Butler ao invés de buscar ou pressupor uma identidade sexual ideal, busca


referências indenitárias na esfera política, aquela que ela observa como produtora de
identidades, a partir da prática cotidiana, das instituições e dos discursos, cujo conteúdo
surge via lugares múltiplos e difusos. ‘’Chamando atenção para as práticas de
ocultamento, subalternização e abjeção implícitas nos processos mesmos de produção,
classificação e reconhecimento de um tal sujeito...’’(abid, p.230) Nesse sentido a autora
percebe:

O modelo compulsório de troca sexual reproduz não apenas a sexualidade


limitada pela reprodução, mas também uma noção naturalizada de “sexo”
para a qual o papel relevante na reprodução é central. Na medida em que os
sexos naturalizados funcionam para assegurar a díade heterossexual como a
estrutura sagrada da sexualidade, eles continuam a subscrever os direitos
legais, econômicos e de parentesco, bem como aquelas práticas que
delimitam o que será uma pessoa socialmente reconhecível.
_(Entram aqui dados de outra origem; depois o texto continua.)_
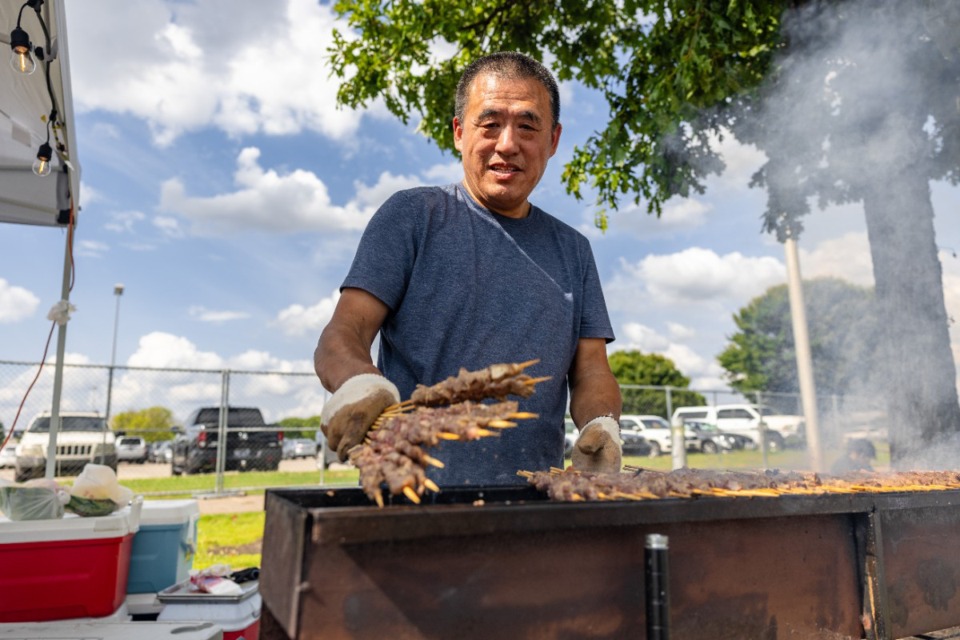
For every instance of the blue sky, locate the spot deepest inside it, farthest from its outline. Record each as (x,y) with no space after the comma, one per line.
(224,188)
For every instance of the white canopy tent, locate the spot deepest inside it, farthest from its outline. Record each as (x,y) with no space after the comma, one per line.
(35,109)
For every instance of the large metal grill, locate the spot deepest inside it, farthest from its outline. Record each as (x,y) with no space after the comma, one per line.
(476,563)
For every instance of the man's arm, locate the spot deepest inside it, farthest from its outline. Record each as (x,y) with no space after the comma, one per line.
(595,405)
(594,391)
(343,364)
(344,347)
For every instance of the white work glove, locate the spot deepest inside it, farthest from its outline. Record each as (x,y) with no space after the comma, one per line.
(598,448)
(352,410)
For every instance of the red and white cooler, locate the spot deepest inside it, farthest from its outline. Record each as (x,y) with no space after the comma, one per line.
(67,568)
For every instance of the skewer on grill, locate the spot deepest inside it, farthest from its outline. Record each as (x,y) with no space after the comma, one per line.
(393,451)
(496,381)
(646,484)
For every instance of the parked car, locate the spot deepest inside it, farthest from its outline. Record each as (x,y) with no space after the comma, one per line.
(160,451)
(656,431)
(132,449)
(8,455)
(748,419)
(83,437)
(634,443)
(251,442)
(294,448)
(713,440)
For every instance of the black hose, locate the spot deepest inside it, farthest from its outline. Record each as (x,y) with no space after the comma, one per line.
(657,587)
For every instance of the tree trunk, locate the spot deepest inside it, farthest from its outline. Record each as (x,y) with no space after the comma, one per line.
(916,371)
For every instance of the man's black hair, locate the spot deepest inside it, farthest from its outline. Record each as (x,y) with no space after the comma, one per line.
(508,64)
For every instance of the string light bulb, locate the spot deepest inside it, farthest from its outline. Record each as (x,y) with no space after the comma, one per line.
(41,166)
(21,56)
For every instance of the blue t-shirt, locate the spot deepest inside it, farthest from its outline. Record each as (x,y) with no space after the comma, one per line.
(468,288)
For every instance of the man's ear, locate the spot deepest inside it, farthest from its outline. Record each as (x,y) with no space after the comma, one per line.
(554,139)
(457,133)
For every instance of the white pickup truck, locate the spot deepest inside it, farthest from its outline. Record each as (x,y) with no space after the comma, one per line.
(83,437)
(781,430)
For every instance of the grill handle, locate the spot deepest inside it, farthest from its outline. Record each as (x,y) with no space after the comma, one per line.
(657,584)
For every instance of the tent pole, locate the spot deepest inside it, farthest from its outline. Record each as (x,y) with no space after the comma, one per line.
(58,365)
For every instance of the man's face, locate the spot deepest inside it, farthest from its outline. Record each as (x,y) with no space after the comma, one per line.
(506,138)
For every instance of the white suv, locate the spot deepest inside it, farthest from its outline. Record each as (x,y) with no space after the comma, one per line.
(83,437)
(656,431)
(746,419)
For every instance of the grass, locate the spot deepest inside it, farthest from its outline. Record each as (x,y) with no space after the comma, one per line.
(235,539)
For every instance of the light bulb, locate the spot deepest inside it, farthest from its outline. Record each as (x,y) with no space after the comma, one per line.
(41,166)
(21,56)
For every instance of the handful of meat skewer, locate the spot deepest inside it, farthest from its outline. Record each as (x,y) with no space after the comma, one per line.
(647,484)
(394,454)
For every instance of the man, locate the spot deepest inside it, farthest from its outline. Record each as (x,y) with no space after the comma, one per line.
(470,275)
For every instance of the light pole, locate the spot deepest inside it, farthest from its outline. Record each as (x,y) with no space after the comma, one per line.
(117,291)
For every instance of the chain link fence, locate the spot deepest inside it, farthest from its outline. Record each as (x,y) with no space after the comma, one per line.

Insistir que as
formas sociais da sexualidade não apenas excedem, como ainda confundem
os arranjos heterossexuais de parentesco, bem como a reprodução, é também
argumentar que aquilo que pode ser qualificado como uma pessoa e um sexo
será radicalmente alterado – um argumento que não é meramente cultural,
mas que confirma o lugar da regulação sexual como um modo de produzir o
sujeito. (BUTLER, 2016[1997], p.246)

O olhar de Butler é pautado por várias de suas preocupações, o que instiga analises
como essa anteriormente descrita, porém uma delas, e talvez a mais importante para ela
nesse artigo (meramente cultural), é a defesa de que não deve-se caracterizar o
movimento queer como somente a esfera cultural, ou de caráter pouco rigoroso. Sua
reflexão assume ‘’tanto o “gênero” quanto a “sexualidade” tornam-se parte da “vida
material” não apenas pelo modo que atendem à divisão sexual do trabalho, mas,
principalmente, pelo fato de o gênero normativo ser indissociável da reprodução da
família heterossexual.’’ (BRETAS, 2017, p.239)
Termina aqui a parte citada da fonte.